Ma cosa le devo dire: sono caduto anch'io nell'errore del conformismo di maniera, quello per cui un conto è correre con la mente sgombra del gregario, tutta un'altra cosa gareggiare con la responsabilità del capitano. Ecco, in definitiva la mia mancanza di riguardo nei suoi confronti è tutta qui: ho pensato che una volta saltato per aria Roglic, lei non sarebbe riuscito a reinventarsi leader, leader di primo livello come richiede la vittoria di un Tour.

Invece. Invece lei giorno dopo giorno ha acquisito sempre più sicurezza e personalità , rifilando sberle a ripetizione, certo a Pogacar, ma in fondo anche a me che non vedevo avversari degni del magnifico sloveno.

Dunque, tante scuse e ancora di più tantissimi complimenti. Certo ha sfruttato come si deve una squadra superba, ma anche con una squadra superba arriva il momento in cui il solista deve trasformare il lavoro corale in capolavoro personale. Non riesce a tutti, non riesce sempre. A lei è riuscito nel modo più sublime e spettacolare. E soprattutto in un modo indiscutibile, che non lascia spazio a dubbi e recriminazioni. D'altra parte fa Cassazione la frase pronunciata dallo stesso Pogacar: “Cosa è successo? E' successo che ha vinto il più forte”.

Punto, e per una volta fine immediata delle discussioni. Oltre alle scuse e ai complimenti, però, voglio tenermi lo spazio minimo per dirle un'ultima cosa, questa: anche se per tanti invidiosi il Tour 2022 cade a fagiolo per iniziare la demolizione del fresco mito di Pogacar, per quanto mi riguarda continuo a ritenere Pogacar il più grande fuoriclasse nato da madre umana negli ultimi decenni. Tant'è vero che sarò molto sincero: tra lei Vingegaard, dominatore del Tour 2022, e il battuto Pogacar, io continuo a preferire nettamente Pogacar. Perchè mai? Semplicemente perchè lei continua nel solco di una tradizione che a me non garba tanto, cioè concentrarsi unicamente sul Tour, tutta una stagione in tre settimane di gara, benchè sia la più importante. Io anche dopo la sconfitta e le sberle continuerò ad amare Pogacar, perchè corre tutto l'anno, vince tutto l'anno, diverte tutto l'anno. Nelle corse in linea e nelle corse a tappe. In salita, a cronometro, in volata e pure in discesa (anche se ogni tanto cade...).

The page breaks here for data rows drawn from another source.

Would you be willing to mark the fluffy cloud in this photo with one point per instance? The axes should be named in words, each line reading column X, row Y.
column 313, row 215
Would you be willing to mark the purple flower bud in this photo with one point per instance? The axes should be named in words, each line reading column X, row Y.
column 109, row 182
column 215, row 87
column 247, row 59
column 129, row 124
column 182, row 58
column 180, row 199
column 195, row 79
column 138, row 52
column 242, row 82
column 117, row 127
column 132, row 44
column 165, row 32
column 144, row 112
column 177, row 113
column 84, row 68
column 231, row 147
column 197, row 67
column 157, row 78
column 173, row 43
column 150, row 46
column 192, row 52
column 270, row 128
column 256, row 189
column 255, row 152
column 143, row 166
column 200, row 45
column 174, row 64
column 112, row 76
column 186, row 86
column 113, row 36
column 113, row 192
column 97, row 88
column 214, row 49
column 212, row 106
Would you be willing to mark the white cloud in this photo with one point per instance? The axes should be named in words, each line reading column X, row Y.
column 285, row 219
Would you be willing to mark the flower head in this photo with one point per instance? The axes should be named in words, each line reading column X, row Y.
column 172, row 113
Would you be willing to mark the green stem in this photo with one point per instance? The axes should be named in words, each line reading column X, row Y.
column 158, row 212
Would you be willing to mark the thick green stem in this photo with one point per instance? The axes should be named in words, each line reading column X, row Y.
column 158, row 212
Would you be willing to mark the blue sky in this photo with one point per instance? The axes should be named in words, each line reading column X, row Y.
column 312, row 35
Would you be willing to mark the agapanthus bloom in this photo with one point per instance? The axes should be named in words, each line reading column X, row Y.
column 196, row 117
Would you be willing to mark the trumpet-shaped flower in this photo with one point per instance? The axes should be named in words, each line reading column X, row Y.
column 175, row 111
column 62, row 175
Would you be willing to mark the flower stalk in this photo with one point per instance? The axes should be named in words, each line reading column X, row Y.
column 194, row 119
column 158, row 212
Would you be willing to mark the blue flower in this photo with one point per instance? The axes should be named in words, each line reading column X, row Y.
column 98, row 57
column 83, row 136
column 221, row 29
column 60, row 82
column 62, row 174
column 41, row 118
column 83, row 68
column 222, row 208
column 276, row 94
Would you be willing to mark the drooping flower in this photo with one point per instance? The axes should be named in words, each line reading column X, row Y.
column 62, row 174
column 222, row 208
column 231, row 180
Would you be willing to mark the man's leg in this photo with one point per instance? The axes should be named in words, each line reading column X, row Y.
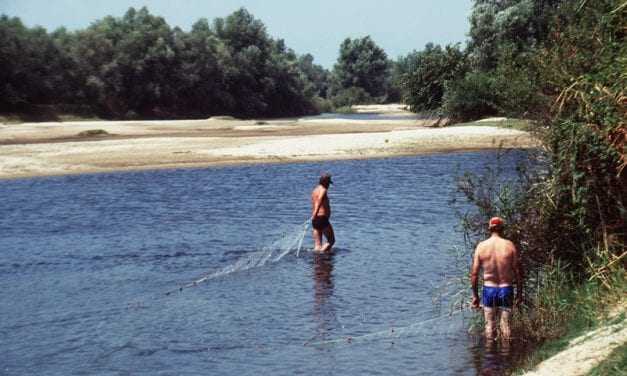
column 489, row 314
column 317, row 235
column 504, row 323
column 330, row 235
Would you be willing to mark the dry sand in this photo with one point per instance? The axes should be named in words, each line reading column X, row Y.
column 40, row 149
column 587, row 351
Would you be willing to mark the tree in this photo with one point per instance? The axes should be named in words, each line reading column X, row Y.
column 427, row 73
column 364, row 65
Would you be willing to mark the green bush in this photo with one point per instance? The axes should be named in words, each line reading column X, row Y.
column 471, row 98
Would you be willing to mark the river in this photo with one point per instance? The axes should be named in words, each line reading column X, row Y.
column 87, row 261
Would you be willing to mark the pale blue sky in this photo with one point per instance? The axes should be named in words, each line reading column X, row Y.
column 315, row 26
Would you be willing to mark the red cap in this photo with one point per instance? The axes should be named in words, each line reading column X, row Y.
column 496, row 221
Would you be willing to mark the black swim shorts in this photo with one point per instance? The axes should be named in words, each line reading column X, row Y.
column 320, row 222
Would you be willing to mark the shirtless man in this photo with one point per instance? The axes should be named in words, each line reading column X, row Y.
column 498, row 258
column 320, row 214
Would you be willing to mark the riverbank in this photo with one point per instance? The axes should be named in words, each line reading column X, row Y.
column 53, row 148
column 588, row 351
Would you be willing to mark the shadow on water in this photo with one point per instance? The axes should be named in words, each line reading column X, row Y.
column 324, row 312
column 498, row 357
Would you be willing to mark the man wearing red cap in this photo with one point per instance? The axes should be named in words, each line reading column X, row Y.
column 321, row 212
column 498, row 258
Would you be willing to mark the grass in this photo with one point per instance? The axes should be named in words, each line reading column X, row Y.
column 614, row 365
column 569, row 311
column 345, row 110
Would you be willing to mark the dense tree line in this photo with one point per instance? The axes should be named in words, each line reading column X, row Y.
column 138, row 66
column 561, row 64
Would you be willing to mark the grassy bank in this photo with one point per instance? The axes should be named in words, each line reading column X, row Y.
column 565, row 311
column 614, row 365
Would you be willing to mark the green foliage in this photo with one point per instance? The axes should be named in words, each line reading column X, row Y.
column 424, row 75
column 31, row 66
column 614, row 365
column 137, row 66
column 362, row 65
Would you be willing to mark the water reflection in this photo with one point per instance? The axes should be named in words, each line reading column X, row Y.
column 493, row 357
column 324, row 310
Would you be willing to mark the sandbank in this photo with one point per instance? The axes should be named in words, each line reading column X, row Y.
column 45, row 149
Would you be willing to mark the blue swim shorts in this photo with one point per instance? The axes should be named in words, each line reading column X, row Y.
column 497, row 297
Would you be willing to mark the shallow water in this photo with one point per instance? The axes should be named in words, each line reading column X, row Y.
column 87, row 261
column 370, row 116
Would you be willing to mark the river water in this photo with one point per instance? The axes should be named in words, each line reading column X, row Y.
column 87, row 261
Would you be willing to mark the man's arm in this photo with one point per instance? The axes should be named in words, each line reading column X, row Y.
column 519, row 275
column 474, row 278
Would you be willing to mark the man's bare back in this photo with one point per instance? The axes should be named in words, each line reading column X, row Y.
column 320, row 215
column 498, row 258
column 319, row 195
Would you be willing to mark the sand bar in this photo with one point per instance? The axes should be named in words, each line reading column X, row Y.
column 44, row 149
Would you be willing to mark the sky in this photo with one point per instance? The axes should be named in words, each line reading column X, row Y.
column 307, row 26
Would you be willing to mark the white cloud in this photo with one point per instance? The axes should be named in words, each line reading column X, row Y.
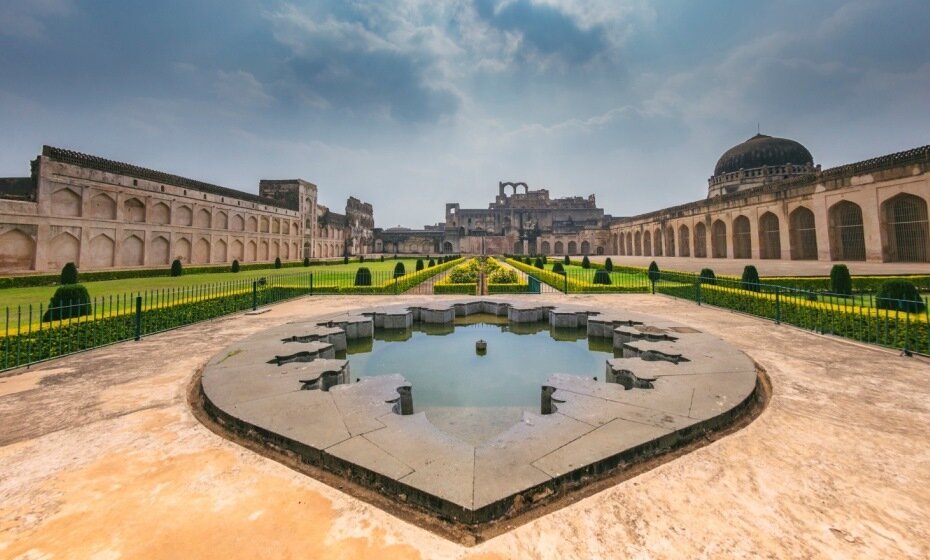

Senza offesa, egregio signor Vingegaard. Ma anche senza ipocrisie. Nel grande duello che torna a segnare il vero ciclismo, meglio il campione totale che il campione part-time. Così la vedo io, senza pretendere di avere ragione. Oggi incasso la bocciatura e mi mangio i due asini, ma niente mi fa cambiare gusto e idea: quando sulla faccia della terra, nelle corse in bicicletta, compare un Pogacar, io sono sicuro che presto o tardi, digeriti i due asini, ricomincerò a divertirmi. E' solo questione di tempo. Il tempo è galantuomo.

Lei, se le riesce, veda adesso di non sparire. Perchè un grande duello sia vero, non può esaurirsi sulle strade francesi. Di gente che si esprime tre settimane all'anno ne abbiamo già vista abbastanza. La bellezza del nuovo ciclismo, di questo ciclismo giovane e naif, è che non ha il braccino. Basta con gli stagionali che chiudono gli ombrelloni a fine luglio. Lo sportello Pogacar è aperto tutto l'anno, h24. E se una volta arriva secondo, non è una sconfitta. E' solo una vittoria in meno tra le tante che mette in banca, perdendo già il conto.